Ils soutiennent également que ses paroles ne sont pas à l’origine de l’émeute meurtrière au Capitole.

Le premier groupe d’avocats de Trump a démissionné parce qu’ils n’étaient pas disposés à réciter le mensonge de la fraude électorale. Sa nouvelle équipe le fait, mais très indirectement en invoquant la liberté d’expression. Tout avocat qui soutiendrait l’histoire de fraude électorale de Trump devant le Congrès risquerait la radiation du barreau.

Ça risque de se transformer en cirque

Ses nouveaux avocats, David Schoen et Bruce Castor ne sont pas des spécialistes du droit constitutionnel. Mais ça n’a pas d’importance. Le procès n’a pratiquement aucune chance de se terminer par une condamnation. 

Une chose est certaine cependant, les procédures au Sénat risquent de se transformer en cirque et perturber le retour à la normale de la vie politique à Washington.

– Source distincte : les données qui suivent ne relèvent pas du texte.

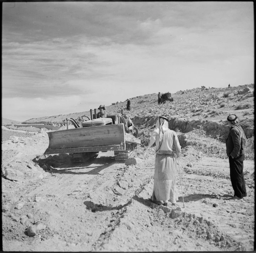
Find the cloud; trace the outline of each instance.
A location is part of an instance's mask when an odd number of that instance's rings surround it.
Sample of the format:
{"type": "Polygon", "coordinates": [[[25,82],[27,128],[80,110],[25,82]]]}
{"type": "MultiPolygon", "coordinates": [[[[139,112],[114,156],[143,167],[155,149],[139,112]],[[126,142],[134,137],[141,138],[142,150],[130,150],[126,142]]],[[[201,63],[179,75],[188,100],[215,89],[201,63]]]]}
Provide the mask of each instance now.
{"type": "Polygon", "coordinates": [[[72,111],[81,108],[74,100],[86,110],[254,80],[250,3],[3,3],[2,95],[24,103],[24,112],[39,98],[62,114],[64,98],[72,111]]]}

Les démocrates ont l’intention de montrer des vidéos de l’insurrection où des participants utilisent les mêmes mots que Trump dans son discours qui a précédé les troubles. 

L’équipe de Trump va contrer en appelant des témoins qui montreront que la prise d’assaut du Capitole a été planifiée et coordonnée à l’avance à son insu. Ce qui va enrager encore plus ses partisans qui reprochent à Trump de les avoir laissés tomber après les avoir incités à interrompre la session du Congrès qui avalisait l’élection de Biden.

Le précédent du Ku Klux Klan

Pour appuyer leur affirmation que le langage de Trump ne constituait pas une incitation à la violence, ses avocats auraient l’intention de citer un jugement historique de la Cour suprême des États-Unis concernant une poursuite contre un dirigeant du Ku Klux Klan pour un discours prônant la violence contre les Noirs et les Juifs. 

Dans cette décision de 1969, la Haute Cour a statué que le discours, même s’il préconisait une conduite illégale, était protégé par le premier amendement de la constitution.

Il faut souligner que les deux avocats de Trump ne sont pas étrangers aux litiges juridiques controversés où des personnalités criminelles de haut niveau sont impliquées. 

Bruce Castor a fait la une des journaux après avoir refusé de poursuivre le comédien Bill Cosby pour des allégations d’agression sexuelle pour lesquelles il a finalement été condamné à une peine de prison. 

David Schoen a représenté l’homme de main de Trump, Roger Stone, condamné pour avoir menti sous serment dans l’enquête sur l’ingérence russe dans les élections de 2016. Trump lui a par la suite pardonné. 

Le magnat de la finance Jeffrey Epstein accusé d’avoir abusé sexuellement de dizaines d’adolescentes avait également retenu les services de Schoen lorsqu’il s’est suicidé en prison.